ТАЙНЫ ТРЕТЬЕЙ СТОЛИЦЫ. - П. Лотинкин
Шрифт:
Интервал:
Закладка:
Теще терпеть это было мучительно. Вот она и высказалась, не прерывая своего любимого занятия: чистя от накипи чайник со страшным скрежетом (вода в Мытарино перенасыщена солями, отчего внутренность чайника за неделю покрывалась желтой коркой):
— А что ей было делать, если никого, кроме этого вашего, она в том списке не знает?
— А — ничего, — разворачивая газету, нагло заявил зять. — Не знаешь, за кого голосовать, голосуй против всех! Сами виноваты, раз не сумели запомниться с хорошей стороны.

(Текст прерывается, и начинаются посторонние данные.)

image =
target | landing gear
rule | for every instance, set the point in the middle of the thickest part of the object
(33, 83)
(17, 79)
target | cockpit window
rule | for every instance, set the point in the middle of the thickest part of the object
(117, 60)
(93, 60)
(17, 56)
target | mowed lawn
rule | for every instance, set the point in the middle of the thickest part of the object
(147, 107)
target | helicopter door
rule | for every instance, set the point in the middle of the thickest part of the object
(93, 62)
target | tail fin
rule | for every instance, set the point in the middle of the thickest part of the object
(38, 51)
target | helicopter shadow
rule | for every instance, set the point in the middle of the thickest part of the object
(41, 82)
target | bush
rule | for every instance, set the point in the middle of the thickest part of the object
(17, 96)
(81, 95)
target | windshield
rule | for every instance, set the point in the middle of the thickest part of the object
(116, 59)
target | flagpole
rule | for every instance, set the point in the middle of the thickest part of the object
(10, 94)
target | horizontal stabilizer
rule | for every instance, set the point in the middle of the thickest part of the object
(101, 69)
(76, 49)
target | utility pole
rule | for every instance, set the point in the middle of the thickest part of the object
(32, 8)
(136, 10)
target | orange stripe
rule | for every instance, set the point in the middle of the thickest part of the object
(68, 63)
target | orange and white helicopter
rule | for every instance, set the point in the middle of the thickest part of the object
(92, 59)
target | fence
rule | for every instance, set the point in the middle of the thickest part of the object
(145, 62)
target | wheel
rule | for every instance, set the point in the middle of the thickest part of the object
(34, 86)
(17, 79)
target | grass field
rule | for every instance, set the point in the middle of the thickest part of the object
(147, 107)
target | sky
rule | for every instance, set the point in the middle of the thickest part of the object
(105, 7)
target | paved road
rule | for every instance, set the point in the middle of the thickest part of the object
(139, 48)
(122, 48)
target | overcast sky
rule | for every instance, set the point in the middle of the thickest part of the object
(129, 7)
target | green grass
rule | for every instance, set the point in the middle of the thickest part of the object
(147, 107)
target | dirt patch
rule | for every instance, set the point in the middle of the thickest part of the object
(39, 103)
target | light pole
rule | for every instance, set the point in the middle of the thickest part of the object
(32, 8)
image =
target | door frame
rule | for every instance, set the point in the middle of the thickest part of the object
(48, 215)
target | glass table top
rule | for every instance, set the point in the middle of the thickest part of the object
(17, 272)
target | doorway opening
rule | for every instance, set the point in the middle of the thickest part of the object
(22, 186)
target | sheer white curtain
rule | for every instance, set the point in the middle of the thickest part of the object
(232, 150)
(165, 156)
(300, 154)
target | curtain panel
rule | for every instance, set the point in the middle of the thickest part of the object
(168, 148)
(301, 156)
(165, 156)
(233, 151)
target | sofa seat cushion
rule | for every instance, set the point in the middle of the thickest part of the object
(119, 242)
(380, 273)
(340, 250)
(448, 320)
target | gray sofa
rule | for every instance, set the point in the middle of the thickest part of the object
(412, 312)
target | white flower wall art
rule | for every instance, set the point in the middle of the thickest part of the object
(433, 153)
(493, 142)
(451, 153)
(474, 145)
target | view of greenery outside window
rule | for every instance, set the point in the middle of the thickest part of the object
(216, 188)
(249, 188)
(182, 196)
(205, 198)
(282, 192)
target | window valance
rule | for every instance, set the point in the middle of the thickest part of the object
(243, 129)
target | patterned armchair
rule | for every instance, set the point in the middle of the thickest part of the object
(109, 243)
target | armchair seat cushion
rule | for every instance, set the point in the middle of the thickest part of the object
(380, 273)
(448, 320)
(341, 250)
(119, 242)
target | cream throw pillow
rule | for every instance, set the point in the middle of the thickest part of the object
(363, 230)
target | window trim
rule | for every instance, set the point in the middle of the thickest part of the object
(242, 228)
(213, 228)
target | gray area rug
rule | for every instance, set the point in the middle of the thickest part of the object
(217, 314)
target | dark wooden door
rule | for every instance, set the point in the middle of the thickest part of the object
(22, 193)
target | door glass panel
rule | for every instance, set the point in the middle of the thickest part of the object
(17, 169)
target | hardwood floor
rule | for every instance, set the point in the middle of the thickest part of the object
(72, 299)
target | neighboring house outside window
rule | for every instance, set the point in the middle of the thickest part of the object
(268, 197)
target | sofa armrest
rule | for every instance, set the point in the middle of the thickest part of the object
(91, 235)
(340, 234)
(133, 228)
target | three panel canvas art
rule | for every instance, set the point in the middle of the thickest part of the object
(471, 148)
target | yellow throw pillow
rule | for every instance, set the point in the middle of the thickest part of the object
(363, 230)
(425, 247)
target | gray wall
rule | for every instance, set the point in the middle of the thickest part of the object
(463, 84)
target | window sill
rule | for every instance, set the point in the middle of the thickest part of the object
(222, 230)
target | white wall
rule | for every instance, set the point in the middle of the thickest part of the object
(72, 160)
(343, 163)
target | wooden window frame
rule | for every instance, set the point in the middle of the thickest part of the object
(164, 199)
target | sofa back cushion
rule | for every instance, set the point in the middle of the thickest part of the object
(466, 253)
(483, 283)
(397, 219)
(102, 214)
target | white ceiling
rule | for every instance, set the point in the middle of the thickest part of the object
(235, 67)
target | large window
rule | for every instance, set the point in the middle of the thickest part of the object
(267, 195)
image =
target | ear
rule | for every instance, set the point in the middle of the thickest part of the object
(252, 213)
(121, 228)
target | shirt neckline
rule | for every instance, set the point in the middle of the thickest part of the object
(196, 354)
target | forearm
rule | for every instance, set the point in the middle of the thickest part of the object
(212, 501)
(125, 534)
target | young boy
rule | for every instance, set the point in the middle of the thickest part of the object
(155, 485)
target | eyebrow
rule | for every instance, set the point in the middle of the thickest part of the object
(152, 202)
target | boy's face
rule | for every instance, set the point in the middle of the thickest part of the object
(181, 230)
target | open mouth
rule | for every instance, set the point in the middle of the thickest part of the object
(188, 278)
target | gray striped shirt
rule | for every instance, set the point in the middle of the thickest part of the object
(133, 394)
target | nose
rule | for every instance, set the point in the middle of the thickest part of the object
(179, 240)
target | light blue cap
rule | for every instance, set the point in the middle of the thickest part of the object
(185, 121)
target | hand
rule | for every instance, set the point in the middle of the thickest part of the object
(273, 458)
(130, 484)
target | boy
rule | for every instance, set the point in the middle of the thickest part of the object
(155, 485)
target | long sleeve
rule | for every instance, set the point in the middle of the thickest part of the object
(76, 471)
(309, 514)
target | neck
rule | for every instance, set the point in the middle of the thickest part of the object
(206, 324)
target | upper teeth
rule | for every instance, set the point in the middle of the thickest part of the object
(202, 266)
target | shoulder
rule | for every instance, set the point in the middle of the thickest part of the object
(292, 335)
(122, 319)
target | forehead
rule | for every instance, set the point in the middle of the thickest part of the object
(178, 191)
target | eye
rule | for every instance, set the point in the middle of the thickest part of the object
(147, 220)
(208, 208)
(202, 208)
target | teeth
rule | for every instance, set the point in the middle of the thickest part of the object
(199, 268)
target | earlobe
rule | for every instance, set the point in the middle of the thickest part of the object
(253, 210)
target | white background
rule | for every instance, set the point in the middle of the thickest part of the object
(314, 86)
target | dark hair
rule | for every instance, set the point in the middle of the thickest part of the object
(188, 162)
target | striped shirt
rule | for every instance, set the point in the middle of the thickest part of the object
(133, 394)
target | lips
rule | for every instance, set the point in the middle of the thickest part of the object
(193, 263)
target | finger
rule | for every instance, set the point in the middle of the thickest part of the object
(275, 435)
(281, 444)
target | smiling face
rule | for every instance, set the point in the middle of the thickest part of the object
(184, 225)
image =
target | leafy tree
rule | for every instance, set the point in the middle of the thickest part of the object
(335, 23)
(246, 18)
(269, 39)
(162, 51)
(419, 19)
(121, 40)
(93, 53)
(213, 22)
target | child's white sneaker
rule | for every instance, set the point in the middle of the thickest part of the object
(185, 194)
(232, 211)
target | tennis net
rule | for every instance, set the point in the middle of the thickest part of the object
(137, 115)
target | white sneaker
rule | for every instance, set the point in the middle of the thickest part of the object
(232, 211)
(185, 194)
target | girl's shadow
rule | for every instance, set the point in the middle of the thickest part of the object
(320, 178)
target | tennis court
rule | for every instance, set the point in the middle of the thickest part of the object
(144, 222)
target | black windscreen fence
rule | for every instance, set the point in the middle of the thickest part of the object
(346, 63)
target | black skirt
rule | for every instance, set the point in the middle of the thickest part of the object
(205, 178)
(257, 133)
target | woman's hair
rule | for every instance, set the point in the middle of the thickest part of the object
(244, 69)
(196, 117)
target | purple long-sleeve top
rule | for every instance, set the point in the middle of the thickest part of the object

— Так это ж... А если все так, против всех? — «возмутилась теща, большую часть жизни имевшая дело с бюллетенями в которых стояла только одна фамилия. — Это ж, получается, все выборы будут зазря? Надо будет по новой!
— Конечно, — с подвохом согласился зять. — В этом и соль: выбирать до тех пор, пока не появится тот, кто нужен.
— Ничего себе! — возмутилась Полина Борисовна. — Это ж сколько денег зазря уйдет!
— Ну и хрен с ними. Все равно это копейки в сравнении с тем, сколько украдут и разбазарят те, кого вот такие, как Риммка, выбирают абы как!
— Так нельзя! — заявила теща.
— Только так и надо! — ответил из-за газеты наглый зять. — Все наши беды из-за таких, как вы... избирательниц.
— Почему это из-за нас? — закипая от мужского шовинизма, поджала губы теща.
— А потому что вас, баб, больше! Факт? Факт! Вот вы и выбираете то пьянчуг, то ворье!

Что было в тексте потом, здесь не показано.